My owl luck seems to have been waning as of late. I think many of the owls I have been seeing in the last two weeks have moved on south. Granted, I'm still seeing 2-3 owls per day, which is more than I could hope for most years, but I've kinda grown accustomed to seeing the magnificent critters every mile or so along our road.
I did an official owl survey yesterday, through the Minnesota Ornithologists' Union. Drove a 35 mile route and counted owl sightings. I picked a route based on where I've seen owls before. We made it a family project, with my husband driving and the kids in the back seat. Vincent, age 7, was going to be the official GPS recorder until we found out the batteries were low. Damn! And no, we did not kick back a Gluek Honey Bock or two along the way...although I maintain that drinking while driving is entirely different than driving drunk, which I do not endorse in any way, shape or form. ; ) So how many owls did we see for our trouble? ONE! Along the same route where I saw twelve one day driving home! And still no Northern Hawk Owl. This winter is my big chance, but I guess it's all up to chance. If one happens to be hunting along the road where I am driving, it will be an entry on my life list; if not, so be it. That's the way it happened with the painted bunting two summers ago. THREE MILES from my house, I have a copy of a digital video to prove it, and did I mention that the painted bunting is the reason I'm so crazy about birds in the first place, but did I get to see it up close and personal? No.

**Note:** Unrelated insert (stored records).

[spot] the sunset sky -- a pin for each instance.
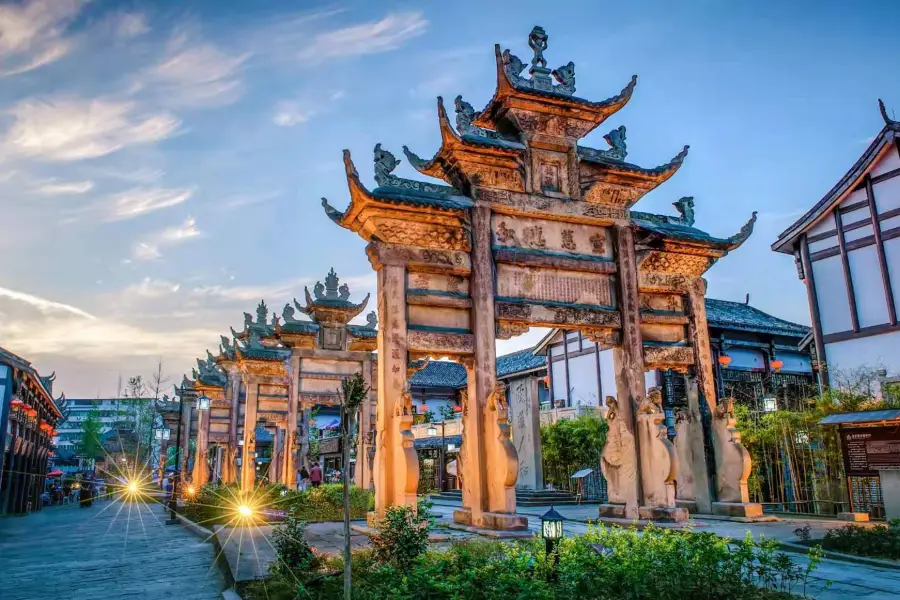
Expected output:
(162, 163)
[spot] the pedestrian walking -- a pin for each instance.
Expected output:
(315, 475)
(303, 478)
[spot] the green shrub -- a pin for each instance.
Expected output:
(882, 541)
(401, 537)
(293, 552)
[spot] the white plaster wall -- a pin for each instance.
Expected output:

But I have been privileged to watch a great gray owl today from mostly inside my own home! The first time I saw it, we were just sitting down to breakfast when I saw a cloud of redpolls and chickadees scatter from the bird feeder, followed by a huge wingspan swooping just over the feeder and off into the big white pines. Later I saw the same pair of wings silently flapping over to the clearing where we are building the new house and gardens. It perched for nearly an hour in an elm tree near the edge of the swamp, then changed perches once or twice before flying off into the tamaracks. I saw it later, perched on a tiny white pine near the side of the road. I did not see it take any prey, although I should walk over to the elm some time and look for pellets. The snow has a hard crust on top after a few days of temperatures above freezing, so I would imagine that would make hunting harder for them.
During the owl survey, well more likely after we had given up hope of breaking the record for most owls seen during a single survey period, we visited the home of Chris Brockman. He has built an Earth ship home that is completely off grid, not too far from my house. It is heated by a wood stove, which he hadn't operated for the last 3 days, and passive solar design with thermal mass from concrete and stone. The thing that I liked most was the smell of stone, of concrete, of earth, upon entering. It was not like a cement block basement at all, it was really cozy. And he had tomato plants in containers, in February, in Minnesota! So now I'm designing my combination greenhouse/garden shed/root cellar along the same lines.